Broad-leaved evergreen trees create urban forests for mitigation of climate warming and adsorption of particulate matter (PM). This study was performed to identify the species suitable for urban greening by examining the adsorption capacity of the evergreen species in urban areas in Korea, the adsorption points and the elemental composition of PM in the adsorbed tree. Leaf sampling was carried out four times (period of seven months from October 2017 to May 2018) and used after drying (period 28 to 37 days). Particulate matter (PM) was classified and measured according to size PM2.5 (0.2–2.5 μm), PM10 (2.5–10 μm), PM100 (10–100 μm). The total amount of PM adsorbed on the leaf surface was highest in Pinus densiflora (24.6 μg∙cm−2), followed by Quercus salicina (47.4 μg∙cm−2). The composition of PM adsorbed by P. densiflora is 4.0% PM2.5, 39.5% PM10 and 56.5% PM100, while those adsorbed by Q. salicina are evergreen at 25.7% PM2.5, 27.4% PM10 and 46.9% PM100. When the amount of PM adsorbed on the leaf was calculated by LAI, the species that adsorbed PM the most was P. densiflora, followed by Q. salicina, followed by Q. salicina in the wax layer, then P. densiflora. As a result of this study, the amount of PM adsorbed per unit area of leaves, and the amount of PM calculated by LAI, showed a simpler pattern.
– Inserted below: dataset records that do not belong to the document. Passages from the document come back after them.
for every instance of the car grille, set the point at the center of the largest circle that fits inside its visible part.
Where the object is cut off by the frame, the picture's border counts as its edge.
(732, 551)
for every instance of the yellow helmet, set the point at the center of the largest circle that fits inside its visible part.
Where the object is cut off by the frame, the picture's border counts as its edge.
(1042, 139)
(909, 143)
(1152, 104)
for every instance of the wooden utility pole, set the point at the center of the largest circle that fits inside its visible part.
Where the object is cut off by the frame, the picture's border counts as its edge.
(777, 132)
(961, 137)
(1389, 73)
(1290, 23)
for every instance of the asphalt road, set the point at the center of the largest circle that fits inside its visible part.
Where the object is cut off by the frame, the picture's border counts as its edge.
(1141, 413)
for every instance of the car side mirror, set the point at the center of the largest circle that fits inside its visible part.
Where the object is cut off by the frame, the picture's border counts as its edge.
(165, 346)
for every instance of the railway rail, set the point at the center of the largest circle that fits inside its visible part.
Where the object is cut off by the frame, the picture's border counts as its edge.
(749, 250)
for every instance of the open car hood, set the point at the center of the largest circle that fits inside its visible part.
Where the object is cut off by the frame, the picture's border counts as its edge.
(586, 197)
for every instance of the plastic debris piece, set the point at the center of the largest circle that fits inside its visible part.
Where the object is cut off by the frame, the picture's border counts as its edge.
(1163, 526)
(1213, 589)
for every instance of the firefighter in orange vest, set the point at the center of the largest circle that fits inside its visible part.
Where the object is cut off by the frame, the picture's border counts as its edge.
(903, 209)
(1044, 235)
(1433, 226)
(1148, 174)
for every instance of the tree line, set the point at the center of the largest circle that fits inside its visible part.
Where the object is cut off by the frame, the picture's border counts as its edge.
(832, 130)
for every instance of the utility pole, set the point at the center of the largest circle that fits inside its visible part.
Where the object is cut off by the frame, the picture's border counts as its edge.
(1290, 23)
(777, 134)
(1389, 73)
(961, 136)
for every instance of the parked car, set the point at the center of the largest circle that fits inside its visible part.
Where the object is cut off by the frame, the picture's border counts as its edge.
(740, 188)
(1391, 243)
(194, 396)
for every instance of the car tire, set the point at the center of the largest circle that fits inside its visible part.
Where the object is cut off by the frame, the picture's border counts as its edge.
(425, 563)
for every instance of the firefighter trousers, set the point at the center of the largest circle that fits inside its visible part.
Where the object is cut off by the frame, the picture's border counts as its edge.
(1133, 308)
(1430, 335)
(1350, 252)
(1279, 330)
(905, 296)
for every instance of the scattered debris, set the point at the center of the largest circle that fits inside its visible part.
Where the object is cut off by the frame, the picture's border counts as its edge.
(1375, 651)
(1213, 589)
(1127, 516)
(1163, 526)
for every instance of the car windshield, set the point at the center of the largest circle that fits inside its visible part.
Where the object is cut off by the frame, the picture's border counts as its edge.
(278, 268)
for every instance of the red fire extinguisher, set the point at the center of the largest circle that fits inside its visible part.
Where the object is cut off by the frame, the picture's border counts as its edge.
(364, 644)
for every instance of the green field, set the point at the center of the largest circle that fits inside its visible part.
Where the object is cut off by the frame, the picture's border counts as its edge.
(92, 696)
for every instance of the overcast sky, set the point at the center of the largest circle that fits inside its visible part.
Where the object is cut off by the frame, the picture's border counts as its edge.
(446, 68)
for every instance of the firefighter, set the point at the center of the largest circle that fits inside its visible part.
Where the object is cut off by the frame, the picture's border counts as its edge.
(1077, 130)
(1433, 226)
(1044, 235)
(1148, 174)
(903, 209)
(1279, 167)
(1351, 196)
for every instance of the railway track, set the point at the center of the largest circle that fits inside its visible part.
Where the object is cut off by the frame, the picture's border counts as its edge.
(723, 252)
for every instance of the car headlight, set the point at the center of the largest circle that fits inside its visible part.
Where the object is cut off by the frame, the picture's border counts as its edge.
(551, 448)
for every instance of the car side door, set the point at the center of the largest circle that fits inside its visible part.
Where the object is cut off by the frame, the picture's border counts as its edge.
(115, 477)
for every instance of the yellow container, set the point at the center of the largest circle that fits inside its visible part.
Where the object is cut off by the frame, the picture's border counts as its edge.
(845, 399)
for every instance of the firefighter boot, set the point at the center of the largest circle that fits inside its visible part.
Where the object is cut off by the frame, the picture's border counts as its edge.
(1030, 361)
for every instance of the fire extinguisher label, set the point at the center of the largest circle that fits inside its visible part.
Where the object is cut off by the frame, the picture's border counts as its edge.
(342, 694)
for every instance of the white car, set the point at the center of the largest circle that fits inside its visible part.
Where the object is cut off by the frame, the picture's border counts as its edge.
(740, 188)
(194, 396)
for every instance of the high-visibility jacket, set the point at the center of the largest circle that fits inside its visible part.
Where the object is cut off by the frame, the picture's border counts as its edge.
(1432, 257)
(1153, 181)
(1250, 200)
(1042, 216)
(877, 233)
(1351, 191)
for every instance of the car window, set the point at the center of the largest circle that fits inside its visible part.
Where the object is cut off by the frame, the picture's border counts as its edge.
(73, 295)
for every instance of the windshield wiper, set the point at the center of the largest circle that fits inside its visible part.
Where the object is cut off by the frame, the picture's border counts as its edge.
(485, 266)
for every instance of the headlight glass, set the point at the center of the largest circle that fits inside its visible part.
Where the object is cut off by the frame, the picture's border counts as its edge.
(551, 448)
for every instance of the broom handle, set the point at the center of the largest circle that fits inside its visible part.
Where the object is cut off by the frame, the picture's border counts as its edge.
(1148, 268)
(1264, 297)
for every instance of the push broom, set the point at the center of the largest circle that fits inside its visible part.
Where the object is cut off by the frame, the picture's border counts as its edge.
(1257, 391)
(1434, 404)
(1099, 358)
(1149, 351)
The hardwoods had a high adsorption rate of PM2.5. The adsorption ratio of ultra-fine PM2.5 by evergreen broad-leaved trees was greater than that of coniferous trees. Therefore, broad-leaved evergreens such as Q. salicina are considered very suitable as species for adsorbing PM in the city. PM2.5 has been shown to be adsorbed through the pores and leaves of trees, indicating that the plant plays an important role in alleviating PM in the atmosphere. As a result of analyzing the elemental components of PM accumulated on leaf leaves by scanning electron microscopy (SEM)/ energy dispersive x-ray spectroscopy (EDXS) analysis, it was composed of O, C, Si, and N, and was found to be mainly generated by human activities around the road. The results of this study provide basic data regarding the selection of evergreen species that can effectively remove aerial PM. It also highlights the importance of evergreen plants for managing PM pollution during the winter and provides insights into planning additional green infrastructure to improve urban air quality.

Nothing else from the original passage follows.